Gold has been lifted by market jitters as a result of the protests in China about continuing lockdown restrictions.

With equities down, gold has climbed back to around $1,760 an ounce as investors seek out the precious metal as a haven.

The cost of insuring China’s debt against default has risen a little today.

China five-year credit default swaps have risen by 6 basis points to 79bps, according to S&P Global Markets intelligence. That’s still low (showing the debt is seen as safe), but it shows rising edginess in the markets.

Europe’s oil and gas share index is down almost 2%, on worries that demand from China could weaken.

AJ Bell investment director Russ Mould explains:

“China is a rapacious consumer of global commodities and signs economic activity is being disrupted by the mounting dissent in the country will be seen as negative for demand.
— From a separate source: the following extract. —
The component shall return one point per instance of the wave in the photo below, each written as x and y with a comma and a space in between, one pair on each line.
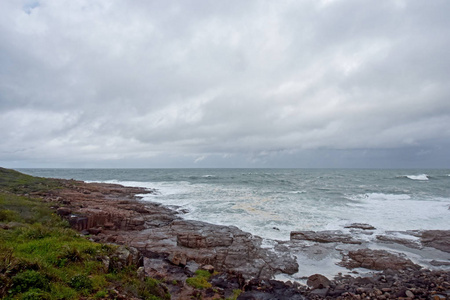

It’s worth noting that unrest is already affecting business in China including Apple which has seen violent clashes at one of its facilities in Zhengzhou.

“In the medium term the protests could be positive for growth if they persuade Beijing to adopt a looser approach to Covid but given how strident Xi Jinping has been in pursuing the hard-line policy, it’s difficult to see it being surrendered easily.

“Part of the problem for China is vaccination levels are behind those seen in other parts of the world and this means a ‘living with the virus’ strategy comes with substantial risks attached.”

Apple “to lose 6 million iPhone Pros” from China tumult

Protesters facing off against security personnel in white protective clothing at the factory compound operated by Foxconn Technology Group last week.
Protesters facing off against security personnel in white protective clothing at the factory compound operated by Foxconn Technology Group last week.
Photograph: AP

Bloomberg are reporting that the turmoil at Apple’s key manufacturing hub of Zhengzhou could create a production shortfall of close to 6 million iPhone Pro units this year

They say:

The situation remains fluid at the plant and the estimate of lost production could change, the person said, asking not to be named discussing private information.

Much will depend on how quickly Foxconn Technology Group, the Taiwanese company that operates the facility, can get people back to assembly lines after violent protests against Covid restrictions. If lockdowns continue in the weeks ahead, production could be set further back.

The Zhengzhou campus has been wracked by lockdowns and worker unrest for weeks after Covid infections left Foxconn and the local government struggling to contain the outbreak. Thousands of staff fled in October after chronic food shortages, only to be replaced by new employees who rebelled against pay and quarantine practices.

Videos fro Zhengzhou have shown police in China beating workers who protesting over working conditions and pay at the iPhone factory. More here:

Shares in Apple are down around 1.4% in premarket.

Martin Petch, vice president at Moody’s Investors Service, has said the ratings agency expected the protests in China “to dissipate relatively quickly and without resulting in serious political violence”.

But he cautioned:

“However, they have the potential to be credit negative if they are sustained and produce a more forceful response by the authorities.”